According to Enrico Caruso, and repeated by hostess Renee Fleming, all you need to do to put on Il Trovatore is to hire the four best singers in the world. “Best” is a matter of opinion, but the Met lavished star power on this production:
Manrico: Marcelo Alvarez
Leonora: Sandra Radvanovsky
Count di Luna: Dmitri Hvorostovsky
Azucena: Dolora Zajick
All were superb, but I have to give top billing to Dmitri Hovorostovsky, whom I found especially effective. Stefan Kocan’s Ferrando wasn’t too shabby either.
The set was familiar; we had seen it in the San Francisco opera house and at the ballpark in 2009. It turns out that it is a joint production of San Francisco, the Met, and Chicago Lyric. It features a rotating stage, the better to preserve momentum by not ringing down the curtain for a scene change. The circle is divided into three 120° sections by tall concrete (or “concrete”) walls. The first scene features a long concrete staircase proceeding high up the right-hand wall. The Anvil Chorus scene and the final prison scene have something that looks like a rocky shell overhanging what looks like the entrance to a cave; in the prison scene there is a thick, charred pole with manacles, clearly echoing the backstory of Azucena’s mother being burned at the stake. The scenes for the convent and Leonora outside the prison use the third section of the rotating stage, with large steel grates separating one side from another—like a portcullis, except that they don’t move.

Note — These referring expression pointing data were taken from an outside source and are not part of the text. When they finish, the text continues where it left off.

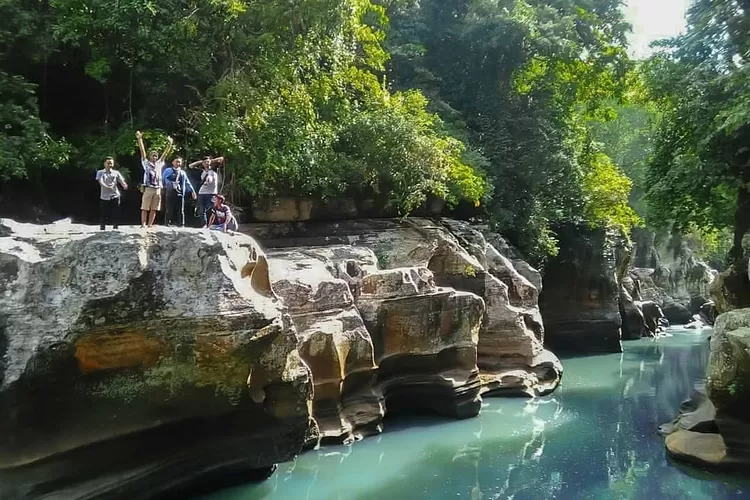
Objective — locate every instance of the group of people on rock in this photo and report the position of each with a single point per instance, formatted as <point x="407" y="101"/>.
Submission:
<point x="169" y="186"/>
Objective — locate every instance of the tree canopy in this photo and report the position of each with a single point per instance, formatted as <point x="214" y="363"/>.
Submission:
<point x="700" y="82"/>
<point x="528" y="112"/>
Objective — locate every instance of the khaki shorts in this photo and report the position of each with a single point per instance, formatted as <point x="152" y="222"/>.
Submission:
<point x="151" y="199"/>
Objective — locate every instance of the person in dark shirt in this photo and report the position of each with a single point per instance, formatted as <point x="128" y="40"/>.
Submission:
<point x="221" y="216"/>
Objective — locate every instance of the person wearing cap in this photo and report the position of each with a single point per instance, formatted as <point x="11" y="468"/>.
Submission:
<point x="221" y="216"/>
<point x="209" y="186"/>
<point x="152" y="181"/>
<point x="109" y="195"/>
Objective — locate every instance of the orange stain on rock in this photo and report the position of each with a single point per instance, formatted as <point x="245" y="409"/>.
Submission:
<point x="100" y="352"/>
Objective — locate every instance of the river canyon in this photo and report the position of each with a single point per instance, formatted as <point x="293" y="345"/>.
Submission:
<point x="594" y="438"/>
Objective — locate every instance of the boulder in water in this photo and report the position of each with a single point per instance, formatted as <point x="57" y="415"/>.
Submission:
<point x="715" y="432"/>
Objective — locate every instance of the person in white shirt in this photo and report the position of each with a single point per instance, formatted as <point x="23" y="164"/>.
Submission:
<point x="152" y="181"/>
<point x="209" y="186"/>
<point x="109" y="196"/>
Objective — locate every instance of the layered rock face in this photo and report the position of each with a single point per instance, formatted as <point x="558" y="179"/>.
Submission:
<point x="731" y="290"/>
<point x="580" y="301"/>
<point x="378" y="340"/>
<point x="511" y="357"/>
<point x="138" y="363"/>
<point x="714" y="431"/>
<point x="674" y="279"/>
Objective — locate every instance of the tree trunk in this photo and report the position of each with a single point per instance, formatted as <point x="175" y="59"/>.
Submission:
<point x="741" y="220"/>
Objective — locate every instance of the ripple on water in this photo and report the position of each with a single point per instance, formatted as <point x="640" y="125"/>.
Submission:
<point x="595" y="438"/>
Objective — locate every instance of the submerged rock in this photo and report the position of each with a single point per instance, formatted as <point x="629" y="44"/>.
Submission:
<point x="714" y="431"/>
<point x="136" y="363"/>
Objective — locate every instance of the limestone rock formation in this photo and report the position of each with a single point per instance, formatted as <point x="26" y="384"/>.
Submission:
<point x="136" y="363"/>
<point x="378" y="340"/>
<point x="580" y="301"/>
<point x="672" y="277"/>
<point x="731" y="290"/>
<point x="511" y="355"/>
<point x="714" y="431"/>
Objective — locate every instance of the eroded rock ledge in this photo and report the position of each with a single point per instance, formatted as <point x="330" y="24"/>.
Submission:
<point x="137" y="363"/>
<point x="510" y="353"/>
<point x="713" y="430"/>
<point x="133" y="363"/>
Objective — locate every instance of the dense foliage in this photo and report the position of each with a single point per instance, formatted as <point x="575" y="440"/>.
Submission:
<point x="699" y="175"/>
<point x="528" y="112"/>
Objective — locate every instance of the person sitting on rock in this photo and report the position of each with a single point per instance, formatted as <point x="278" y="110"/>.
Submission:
<point x="152" y="181"/>
<point x="109" y="196"/>
<point x="221" y="216"/>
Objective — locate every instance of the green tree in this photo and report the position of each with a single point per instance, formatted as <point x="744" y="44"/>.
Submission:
<point x="520" y="81"/>
<point x="700" y="170"/>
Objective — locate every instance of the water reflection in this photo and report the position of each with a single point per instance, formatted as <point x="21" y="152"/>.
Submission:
<point x="594" y="438"/>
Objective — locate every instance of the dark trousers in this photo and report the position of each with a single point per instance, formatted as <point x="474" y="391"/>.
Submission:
<point x="109" y="213"/>
<point x="174" y="213"/>
<point x="204" y="205"/>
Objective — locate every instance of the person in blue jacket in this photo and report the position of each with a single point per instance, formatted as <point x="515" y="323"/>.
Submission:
<point x="176" y="186"/>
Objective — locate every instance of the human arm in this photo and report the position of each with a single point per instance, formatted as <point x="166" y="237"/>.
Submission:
<point x="100" y="179"/>
<point x="168" y="149"/>
<point x="189" y="186"/>
<point x="139" y="137"/>
<point x="121" y="180"/>
<point x="227" y="217"/>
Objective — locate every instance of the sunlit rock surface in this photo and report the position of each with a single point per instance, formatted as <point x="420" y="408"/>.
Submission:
<point x="714" y="431"/>
<point x="672" y="277"/>
<point x="138" y="362"/>
<point x="511" y="357"/>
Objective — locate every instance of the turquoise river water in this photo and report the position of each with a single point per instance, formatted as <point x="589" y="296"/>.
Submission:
<point x="594" y="438"/>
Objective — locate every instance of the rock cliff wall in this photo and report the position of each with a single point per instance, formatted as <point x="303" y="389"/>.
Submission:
<point x="510" y="353"/>
<point x="713" y="431"/>
<point x="580" y="298"/>
<point x="140" y="363"/>
<point x="672" y="277"/>
<point x="135" y="363"/>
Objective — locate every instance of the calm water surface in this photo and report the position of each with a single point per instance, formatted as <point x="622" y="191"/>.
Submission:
<point x="595" y="438"/>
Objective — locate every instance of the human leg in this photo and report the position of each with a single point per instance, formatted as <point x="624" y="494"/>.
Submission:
<point x="114" y="213"/>
<point x="204" y="202"/>
<point x="171" y="204"/>
<point x="154" y="206"/>
<point x="180" y="210"/>
<point x="146" y="201"/>
<point x="103" y="208"/>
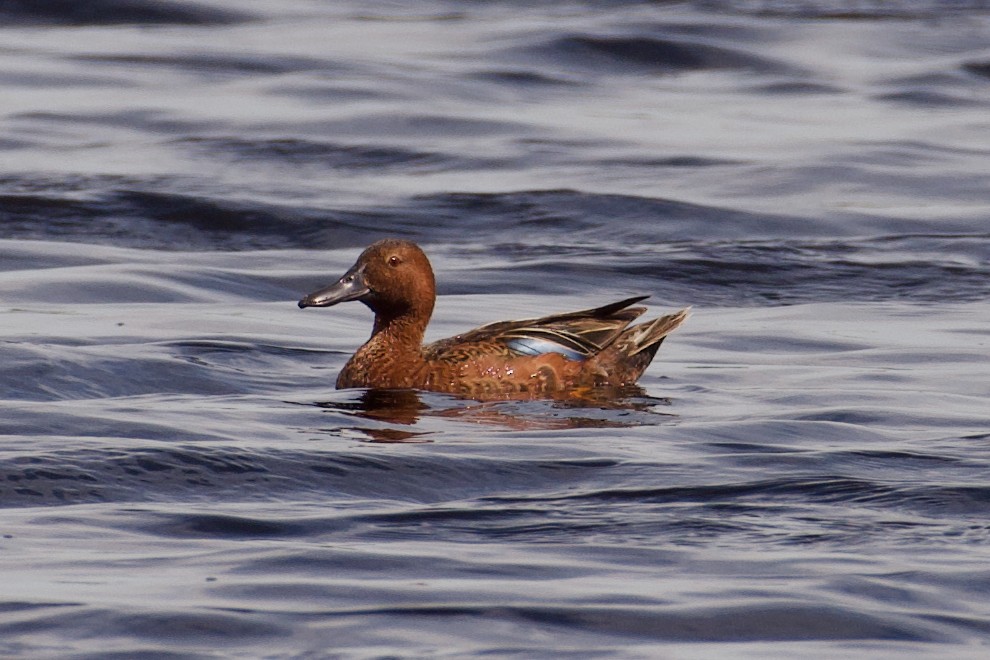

Rodvanovsky and Hvorostovsky also performed in San Francisco in 2009, and that production was the highlight of the season. The Met’s production was certainly strong, but did not quite reach the intensity of San Francisco’s. Perhaps the difference can be attributed to the conducting: San Francisco’s superb Verdi/Puccini conductor, Nicola Luisotti, as compared to the Met’s Marco Armiliato.
A very strong performance; a very solid beta.